Article 25 of the 2000 law specifically governs the use of firearms. According to paragraph 1, "When other coercive measures are ineffective, the police officer shall have the right to use a firearm as an extraordinary measure." However, paragraph 4 prohibits use of a firearm "in public gathering places, if it endangers innocent people".
State Compliance with its Legal Obligations
Views and Concluding Observations of United Nations Treaty Bodies
In its 2018 Concluding Observations on Lithuania, the Human Rights Committee did not address the right of peaceful assembly.
Lithuania's 2016 Universal Periodic Review under the UN Human Rights Council did not address the right of peaceful assembly in detail.
Kudrevičius and others v. Lithuania (2015)
In its judgment in this case, the Grand Chamber of the European Court of Human Rights overturned an earlier finding of a violation of Article 11 by Lithuania by a chamber of the Court.
The Grand Chamber recalled that prior notification "serves not only the aim of reconciling the right of assembly with the rights and lawful interests (including the freedom of movement) of others, but also the aim of preventing disorder or crime. In order to balance these conflicting interests, the institution of preliminary administrative procedures appears to be common practice in member States when a public demonstration is to be organised...." This is acceptable as long as regulations do "not represent a hidden obstacle to freedom of peaceful assembly as protected by the Convention".
The Court further held that since States have the right to require authorisation, they must be able to impose sanctions on those who participate in demonstrations that do not comply with such a requirement.

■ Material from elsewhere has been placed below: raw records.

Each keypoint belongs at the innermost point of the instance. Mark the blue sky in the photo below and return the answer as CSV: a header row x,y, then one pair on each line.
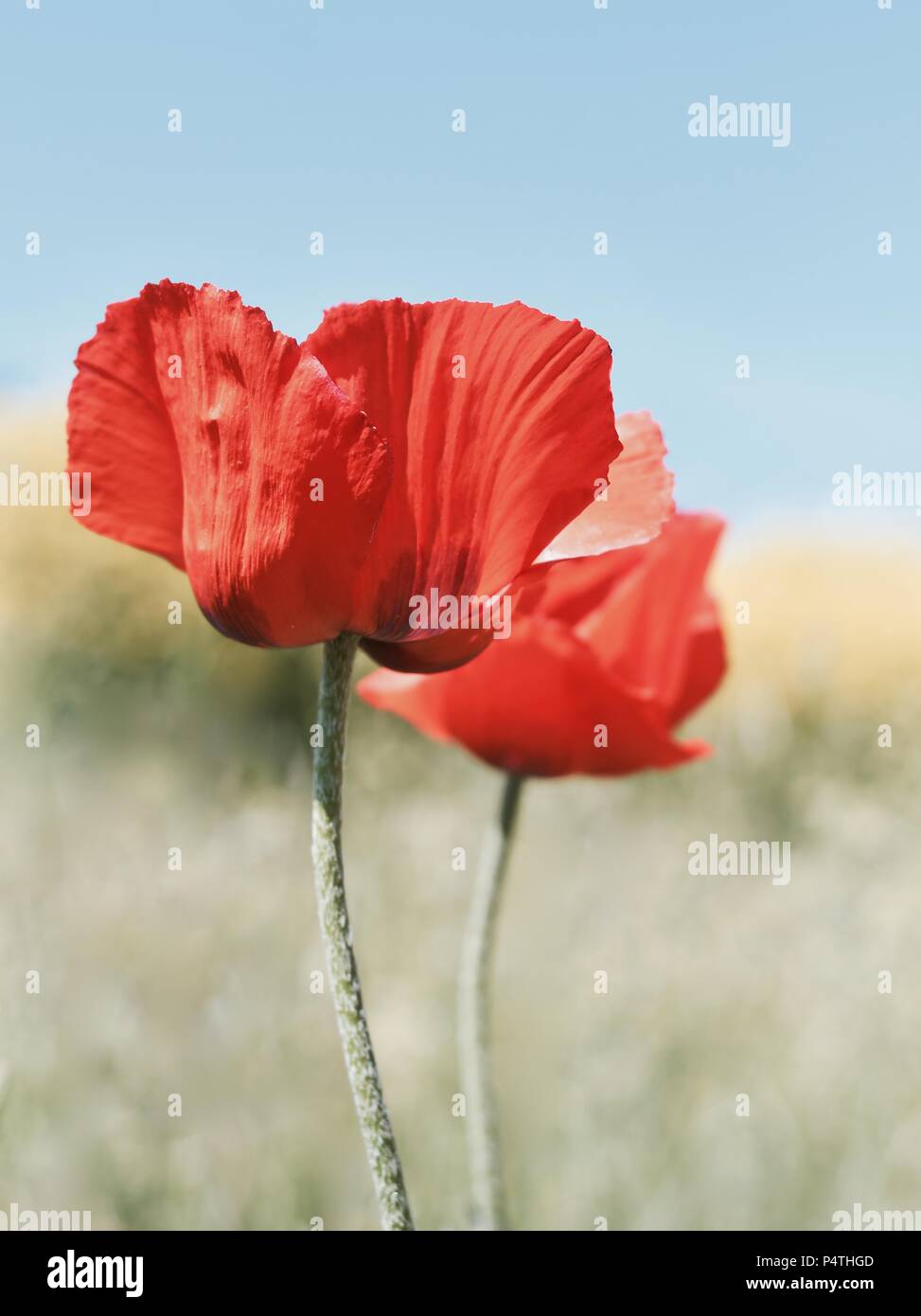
x,y
340,120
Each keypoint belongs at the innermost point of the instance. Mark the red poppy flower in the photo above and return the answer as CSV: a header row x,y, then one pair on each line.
x,y
316,489
604,657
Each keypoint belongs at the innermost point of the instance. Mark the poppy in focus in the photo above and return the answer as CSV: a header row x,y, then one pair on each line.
x,y
312,489
604,658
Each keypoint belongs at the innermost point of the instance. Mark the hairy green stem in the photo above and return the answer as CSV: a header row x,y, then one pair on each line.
x,y
476,1078
334,681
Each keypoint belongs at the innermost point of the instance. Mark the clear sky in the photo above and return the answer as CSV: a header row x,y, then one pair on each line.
x,y
338,120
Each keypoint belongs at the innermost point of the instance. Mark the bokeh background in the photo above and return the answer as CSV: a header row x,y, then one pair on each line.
x,y
618,1106
152,736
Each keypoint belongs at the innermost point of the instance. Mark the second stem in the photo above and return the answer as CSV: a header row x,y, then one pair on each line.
x,y
328,761
474,1040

In the Court’s opinion, the moving of the demonstrations from the authorised areas onto the highways was a clear violation of the conditions stipulated in the permits. This action was taken without any prior notice to the authorities and without asking them to amend the terms of the permits. The applicants could not have been unaware of those requirements.
The Court found that
even though the applicants had neither carried out acts of violence nor incited others to engage in such acts ..., the almost complete obstruction of three major highways in blatant disregard of police orders and of the needs and rights of the road users constituted conduct which, even though less serious than recourse to physical violence, can be described as “reprehensible”.
Views of Civil Society
According to Freedom House's 2019 report on Lithuania:
Freedom of assembly is generally respected. In March 2018, thousands of people gathered in Vilnius to protest a failed vote in Parliament to impeach legislator Mindaugas Bastys, who was allegedly under the influence of Russian business interests.